Notes first drafted after a rancorous committee meeting

There may be—there are—those few who are committed to democracy as a goal in and of itself, as an excellent way, among other things, of encouraging people to think for themselves and to see themselves, properly, as worthy of the same respect and opportunities as any other human beings. But most people and groups make calls for democracy or for greater democracy—for voting and majority rule—when they think that they and their allies can thereby, and perhaps only thereby, come out on top. This could be because their group has the most supporters (e.g., the most people who will take the trouble or have the time to vote) or because, in any case, there is a way that invoking democratic goals and principles can help advance their interests.

It is interesting that it only took a decade to get from the Declaration of Independence’s self-evidence that all men are created equal to The Federalist No. 10‘s “diversity in the faculties of men, from which the rights of property originate,” and to making the protection of these faculties “the first object of government.” The article’s author, Thomas Jefferson’s protege James Madison, goes on: “From the protection of different and unequal faculties of acquiring property, the possession of different degrees and kinds of property immediately results; and . . . ensues a division of the society into different interests and parties.” I.e., human beings are not created equal, and government’s first job is to protect both the acquisitiveness and acquisitions of the haves, and the ineptitude and penury of the have-nots?

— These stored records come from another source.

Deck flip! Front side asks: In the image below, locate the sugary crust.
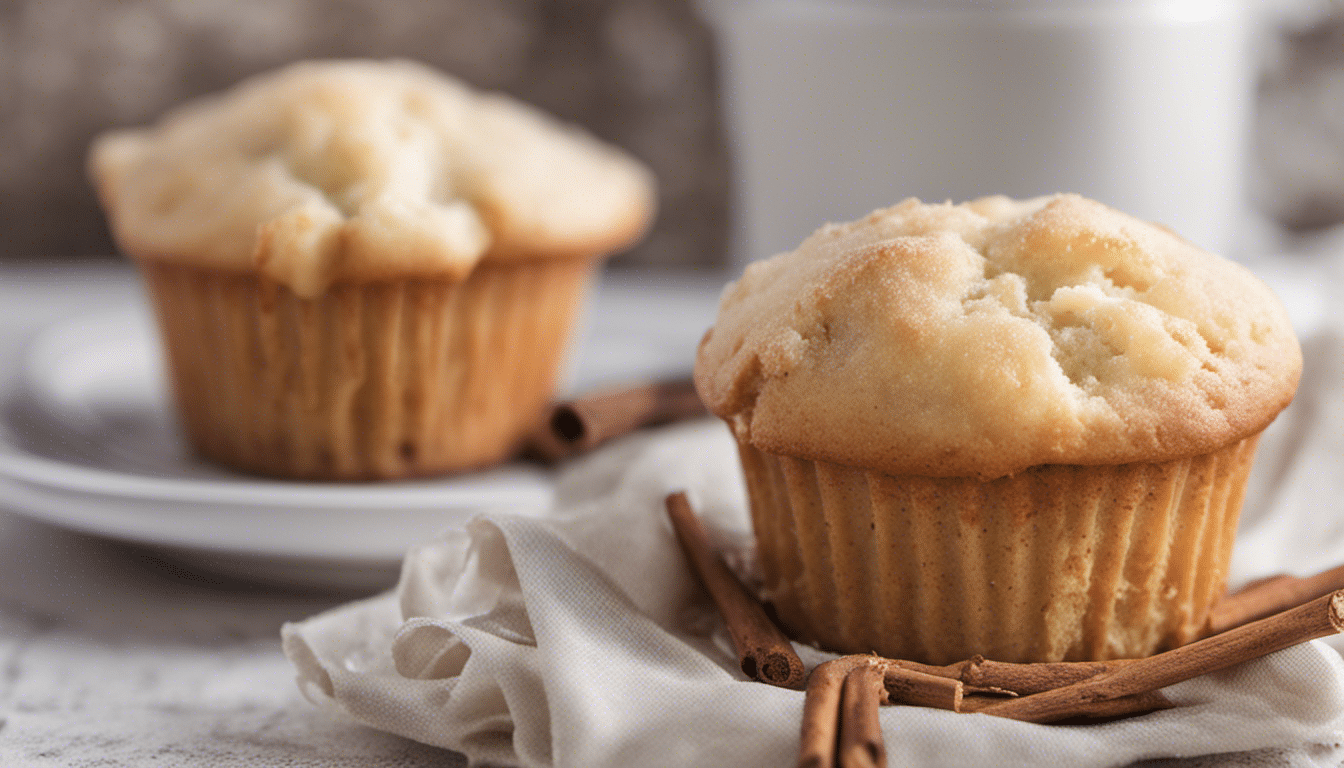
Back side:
[89,61,655,296]
[695,195,1301,479]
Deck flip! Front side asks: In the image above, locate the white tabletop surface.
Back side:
[0,244,1333,768]
[0,262,722,768]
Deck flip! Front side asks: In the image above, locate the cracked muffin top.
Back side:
[90,61,653,296]
[695,195,1302,480]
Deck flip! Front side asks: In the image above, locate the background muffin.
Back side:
[90,62,653,479]
[696,195,1301,663]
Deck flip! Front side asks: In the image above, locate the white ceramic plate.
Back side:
[0,277,712,586]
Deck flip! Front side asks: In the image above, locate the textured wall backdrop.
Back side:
[0,0,1344,265]
[0,0,728,264]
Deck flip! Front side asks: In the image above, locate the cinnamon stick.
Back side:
[887,655,1132,695]
[667,492,805,689]
[1208,565,1344,635]
[874,659,965,712]
[530,379,707,461]
[961,691,1176,722]
[839,664,892,768]
[798,656,870,768]
[981,589,1344,722]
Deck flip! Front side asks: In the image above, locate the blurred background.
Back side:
[0,0,1344,266]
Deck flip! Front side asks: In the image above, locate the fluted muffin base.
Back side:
[739,436,1258,664]
[140,258,595,480]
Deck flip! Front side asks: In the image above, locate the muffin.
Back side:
[90,61,653,480]
[695,195,1301,664]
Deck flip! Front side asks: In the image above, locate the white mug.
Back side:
[702,0,1253,262]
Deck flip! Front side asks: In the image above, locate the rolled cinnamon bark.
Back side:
[530,379,707,461]
[667,492,805,689]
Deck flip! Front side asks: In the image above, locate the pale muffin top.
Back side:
[90,61,655,296]
[695,195,1302,479]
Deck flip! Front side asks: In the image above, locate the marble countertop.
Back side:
[0,262,719,768]
[0,264,465,768]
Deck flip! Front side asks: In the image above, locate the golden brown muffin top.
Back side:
[695,195,1302,479]
[90,61,653,296]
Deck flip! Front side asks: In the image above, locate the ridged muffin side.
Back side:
[739,437,1257,664]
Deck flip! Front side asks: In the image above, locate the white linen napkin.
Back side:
[284,339,1344,768]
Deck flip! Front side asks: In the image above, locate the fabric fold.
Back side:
[284,411,1344,768]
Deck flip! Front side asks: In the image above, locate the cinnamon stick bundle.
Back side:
[981,589,1344,722]
[667,492,804,689]
[530,379,707,461]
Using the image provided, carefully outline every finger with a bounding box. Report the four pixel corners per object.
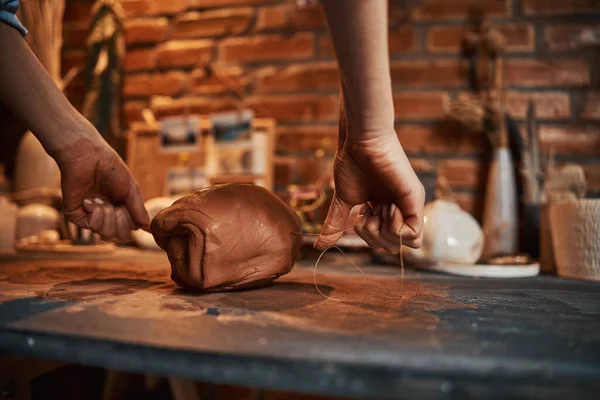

One might find plenty of other examples in the struggles between the oligarchs and democrats in ancient Athens, as well as in the histories of other “popular” revolutions. In the American case, for example, after independence was achieved, not only Madison but the propertied classes as a whole came out in favor of, and indeed imposed, a limited form of democracy, while the vastly more numerous members of the working classes were unable to achieve what they fought for: more thoroughgoing and direct democracy. (Along the way toward winning this latter war the creditors agreed to pay fellow creditors—e.g., the bankers and generals of the revolutionary army—extremely well for their services, and most of the foot soldiers ended up with nothing or less.)

The larger point here is that calls for democracy—in general or of one kind or another, and be this at the level of nations or in committee meetings—most always involve disingenuous, self-interested scheming. In No. 10 Madison writes of the connection between “reason”—people’s opinions, principles and arguments [their Federalist papers included]—and “self-love.”

Democracy—and no less or more than arguments for the divine right of kings—is a politics steeped in bad faith. This does not make less wonderful the ideas that all men and women [and animals? and other species and inorganic beings?] are created equal, and that each person deserves to be treated as an end in herself. Wonders are also, however, the products of magicians, and thus at times, when one is seeking something besides entertainment, a certain skepticism may be enlightening.

“Eternal vigilance is the price of liberty,” Jefferson is [incorrectly] said to have proclaimed. Among the things not said along the way are that eternal vigilance is not possible and that among the things of which a citizen would need to be vigilant is the very concept of democracy itself. E.g.: Who has founded or is promoting this democracy (and who is putting a price on liberty?), and to advance what, perhaps quite undemocratic interests?

The image is a cartoon of Australian mining magnate Clive Palmer. In September 2012 Palmer accused Queensland Premier Campbell Newman of destroying that state (by proposing that the coal industry pay higher royalties). Palmer, whose plans for a massive coal mine in central Queensland were threatened by the royalty increase, said the public would not put up with “the rape of this state”. “I won’t put up with it, either,” he said. “I remain the last sentry at the gate to protect democracy.”

Links

  • Madison’s The Federalist No. 10 on “The Utility of the Union as a Safeguard Against Domestic Faction and Insurrection (continued),” was addressed to the People of the State of New York and published in the Daily Advertiser on November 22, 1787.